Microsoft last week held a summit at the Marina Hotel, Kuwait, for Chief Information Security Officers (CISOs) and security managers, to introduce them to breakthroughs in intelligent cybersecurity for the digital era.
“We are proud to be introducing Kuwaiti cybersecurity professionals to the latest in identity and information protection solutions,” said Cyril Voisin, Executive Security Advisor, Enterprise Cybersecurity Group, Microsoft MEA. “In the mobile-first, cloud-first world, it is vital that users can be productive anywhere, on any device. But we must also ensure the highest level of security for identities, applications, and data.”
A study conducted of Kuwait-based Windows PCs in 2015 revealed that cyber-attacks peaked in the fourth quarter, when 30% of computers surveyed reported a malware encounter of some kind, compared with a worldwide average of about 21%. While most of these infections were blocked, slightly more than one in every 22 (4.54%) monitored machines faced infections that had to be cleaned, against a global average of 1.69%.
The data agrees with several other independent reports that suggest Kuwait, like many Gulf nations, has higher-than-average rates for both encounters and infections.
The summit’s agenda centred on the challenge of providing today’s end users with a secure modern workplace. An overview of the current threat landscape was followed by “User Behaviour Analytics: How to Secure Your Identity and Thousands of Applications”. Also covered was information protection, data-loss prevention (DLP) and encryption.
Microsoft conducted solutions’ demos for delegates, including those that protect “from mail to end points” through integrated advanced threat protection. The company additionally demonstrated an integrated approach for productivity, communication, mobility and security.
“Microsoft’s comprehensive cybersecurity solutions are built to address the latest global threat-landscape trends. Our holistic portfolio encompasses features across products that include user and entity behaviour-analytics (UEBA); advanced threat protection; cloud-application security; protection from zero day attacks; data classification and loss protection; managing and securing identity; and multi-factor authentication” added Cyril.
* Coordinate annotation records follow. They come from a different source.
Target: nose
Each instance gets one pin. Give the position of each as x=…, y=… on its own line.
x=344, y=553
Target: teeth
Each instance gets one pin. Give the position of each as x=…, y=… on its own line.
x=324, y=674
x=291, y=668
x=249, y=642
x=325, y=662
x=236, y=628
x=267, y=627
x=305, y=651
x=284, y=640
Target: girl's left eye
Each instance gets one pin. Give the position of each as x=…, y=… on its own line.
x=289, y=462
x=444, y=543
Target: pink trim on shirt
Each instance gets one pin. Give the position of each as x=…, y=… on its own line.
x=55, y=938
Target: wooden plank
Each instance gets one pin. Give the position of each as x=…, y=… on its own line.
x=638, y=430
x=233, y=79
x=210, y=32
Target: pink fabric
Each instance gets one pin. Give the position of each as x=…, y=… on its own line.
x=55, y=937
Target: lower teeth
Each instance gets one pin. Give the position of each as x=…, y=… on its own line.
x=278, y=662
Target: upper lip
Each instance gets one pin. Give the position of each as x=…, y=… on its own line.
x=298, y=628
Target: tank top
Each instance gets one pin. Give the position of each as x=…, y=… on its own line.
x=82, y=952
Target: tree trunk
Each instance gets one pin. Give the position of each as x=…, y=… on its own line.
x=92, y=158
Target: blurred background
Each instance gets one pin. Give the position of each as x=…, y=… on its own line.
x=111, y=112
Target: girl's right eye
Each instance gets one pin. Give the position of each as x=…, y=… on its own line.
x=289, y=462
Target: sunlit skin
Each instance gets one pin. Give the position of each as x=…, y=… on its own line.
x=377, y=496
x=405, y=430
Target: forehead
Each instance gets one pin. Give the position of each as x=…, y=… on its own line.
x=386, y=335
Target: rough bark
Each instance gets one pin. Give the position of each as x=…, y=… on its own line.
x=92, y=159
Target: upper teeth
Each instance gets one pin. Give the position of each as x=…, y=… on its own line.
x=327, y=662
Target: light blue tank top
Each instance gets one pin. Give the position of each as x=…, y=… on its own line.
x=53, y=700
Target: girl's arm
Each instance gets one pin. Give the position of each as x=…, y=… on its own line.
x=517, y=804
Security experts at the event outlined the company’s unique perspective on threat intelligence, as well as explaining to delegates the investments the company is pouring into a secure platform that meshes seamlessly with customers’ on-site policies and requirements. Microsoft also launched its recently updated compliance and governance solution – a console-based tool that allows an organisation to implement its security policies across all Microsoft products from a single access point.
At the event, Microsoft showed how its security solutions have helped organisations around the world protect against recent attacks. It showed how customers could protect against identity compromise by augmenting passwords with additional layers of authentication. Microsoft experts also explained how solutions could detect unusual authentications and early signs of breach attempts, and proactively notify admins and security managers of suspicious activity. Microsoft platforms are able to respond automatically to threats by amending access requirements and providing risk-based conditional access.
The company showed delegates how they could protect corporate data by applying rights management; identify unsanctioned apps; thwart phishing attacks; and contain, classify and encrypt data. Microsoft solutions offer the ability to detect unauthorised access to applications, through notifications of any attempts of unauthorised data access, as well as anomalies and other threats. Microsoft customers can also use policies to block untrusted apps, revoke access permissions, and remotely wipe device data.
Device protection is covered by Microsoft solutions, which allow security professionals to manage company and personal devices, so that data is appropriately encrypted and the organisation can ensure its compliance obligations are being met. It includes automatic detection of unusual activity and identification of compromised endpoints. Network administrators can instantly respond by blocking, quarantining, or wiping suspect devices.
Servers and workloads can be protected through deep, granular visibility of systems, allowing the monitoring and enforcement of policies on cloud data resources. Microsoft solutions allow the establishment, at policy level, of baseline behaviours. Subsequent monitoring automatically detects deviations from baselines, allowing early warnings and proactive notifications to be sent to the appropriate parties.